For the past seventeen years, I have squeezed as much experience out of farm life, teaching and parenthood as possible. For a NYC girl who then went on to spend years in Los Angeles, life in the MidWest has been a daily culture shock, but in between the wonderful and bleak, I’ve made exceptional friends and worked with extraordinary colleagues. Not all of those friends were two-legged, either. Our home has been blessed with a panoply of animal friends who — through their generosity of spirit and unconditional acceptance — taught us a great deal about the capacity to love.
While Houston was an active choice, oftentimes change is out of our control. It rips open our doors, punches us in the gut, and snatches away elements in our lives that gave us meaning. And while I recognize that life has a ‘funny’ way of forcing us forward, loss is never a form of change I do well with.
Sadly, the other big change that has happened recently is having to say goodbye to my horse, Buster. At 24 years of age, Buster’s heart began to give out. My noble friend and longtime companion could barely walk, and while a dog or cat can continue for a while like that, it’s no life for a creature whose daily joy was derived from running like the wind across the pasture (with his miniature donkey pets in tow). Half Thoroughbred, half Quarter Horse, Buster was the king of our farm. Any animal or person who took up residence here was nuzzled in welcome.

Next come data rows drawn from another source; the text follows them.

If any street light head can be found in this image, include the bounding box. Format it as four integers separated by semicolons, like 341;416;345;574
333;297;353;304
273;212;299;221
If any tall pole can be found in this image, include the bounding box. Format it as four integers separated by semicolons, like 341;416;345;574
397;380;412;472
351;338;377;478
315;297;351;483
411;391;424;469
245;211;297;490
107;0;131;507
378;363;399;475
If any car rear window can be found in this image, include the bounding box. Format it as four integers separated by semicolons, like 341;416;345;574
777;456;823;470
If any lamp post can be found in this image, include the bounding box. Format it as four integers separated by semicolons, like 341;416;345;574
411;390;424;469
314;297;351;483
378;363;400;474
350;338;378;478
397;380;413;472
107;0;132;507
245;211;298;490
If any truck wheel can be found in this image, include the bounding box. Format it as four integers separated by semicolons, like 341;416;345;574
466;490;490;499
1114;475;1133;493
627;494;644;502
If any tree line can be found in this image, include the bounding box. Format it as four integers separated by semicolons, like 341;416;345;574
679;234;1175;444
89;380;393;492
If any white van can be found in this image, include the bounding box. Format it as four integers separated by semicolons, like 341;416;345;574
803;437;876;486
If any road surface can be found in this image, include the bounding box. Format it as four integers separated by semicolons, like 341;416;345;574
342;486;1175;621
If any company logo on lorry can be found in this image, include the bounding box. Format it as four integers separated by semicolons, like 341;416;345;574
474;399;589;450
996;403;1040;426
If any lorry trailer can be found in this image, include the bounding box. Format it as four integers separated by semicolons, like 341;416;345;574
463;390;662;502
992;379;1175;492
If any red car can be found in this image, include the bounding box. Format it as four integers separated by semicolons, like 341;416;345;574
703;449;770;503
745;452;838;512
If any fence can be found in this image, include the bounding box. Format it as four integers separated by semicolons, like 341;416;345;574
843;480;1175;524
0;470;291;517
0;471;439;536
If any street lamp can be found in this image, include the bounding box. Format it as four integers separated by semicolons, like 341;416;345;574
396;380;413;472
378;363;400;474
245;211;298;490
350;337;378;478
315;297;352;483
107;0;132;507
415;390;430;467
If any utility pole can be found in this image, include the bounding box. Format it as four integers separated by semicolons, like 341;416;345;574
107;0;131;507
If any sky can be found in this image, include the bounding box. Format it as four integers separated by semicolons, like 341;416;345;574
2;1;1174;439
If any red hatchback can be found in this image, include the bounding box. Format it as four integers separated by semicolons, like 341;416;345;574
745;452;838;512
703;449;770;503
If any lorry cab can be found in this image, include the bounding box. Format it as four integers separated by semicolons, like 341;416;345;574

He loved everyone and everything — a genuine believer in interspecies love. Of course, he had his particular favorites. Any time the cows were in an adjacent pasture, we could always find Buster at the fence nuzzling a particular Black Angus cow with a #10 tag. Buster had a pet barn cat for many years as well — Daria — and to this day, I’m pretty certain that the cat believed she owned the horse not vice versa.
A few months after Daria showed up on our farm — pregnant and barely out of kitten-hood — she took up residency in the horse barn. The two were inseparable. Whenever I took Buster for a ride, Daria galloped close behind. If I took an afternoon to give Buster a bath, she would curl up by the wash bucket and mew occasional instructions. Trust me, it would take HOURS to bath Buster: At 16 1/2 hands, he weighed close to 1400 pounds. That’s a lot of horse!
I bring up Daria, because my fondest memory of my gentle giant of a horse is the day she gave birth. We had gone down to the pasture only to discover that Buster was inside the barn. I walked in and found him over by his hay manger, a wooden tray built into the wall. Inside the tray was Daria and five mewling newborns. Buster’s nose was barely inches away as he gazed on those little furballs.
I strode up beside him, petted his neck and asked, “So… What do you think, Buster?”
He lifted his head from the kittens, turned toward me and sighed, content. A moment later, I was forgotten as he returned his attention to his new room-mates.

Those kittens were a change he embraced fully. As the weeks went on and they learned to walk, Buster would gently nudge their wobbly legs back under them. Eventually, they were given new homes with friends (and with us), but Daria stayed with Buster for many years, oftentimes curling up on top of him when they’d lay down to sleep.
I’ll miss them both and although they’ve passed away, the lessons learned from their friendship will stay with me a lifetime. Pluralism comes in many forms and while our country, and indeed our world, seem unable to understand the value of accepting and relishing diversity, the fact that a cat and a horse had no difficulty makes me all the sadder that this change — the loss of these noble animals — has occurred in my life, but…
“Forward, forward let us range,
Let the great world spin for ever down the ringing grooves of change.”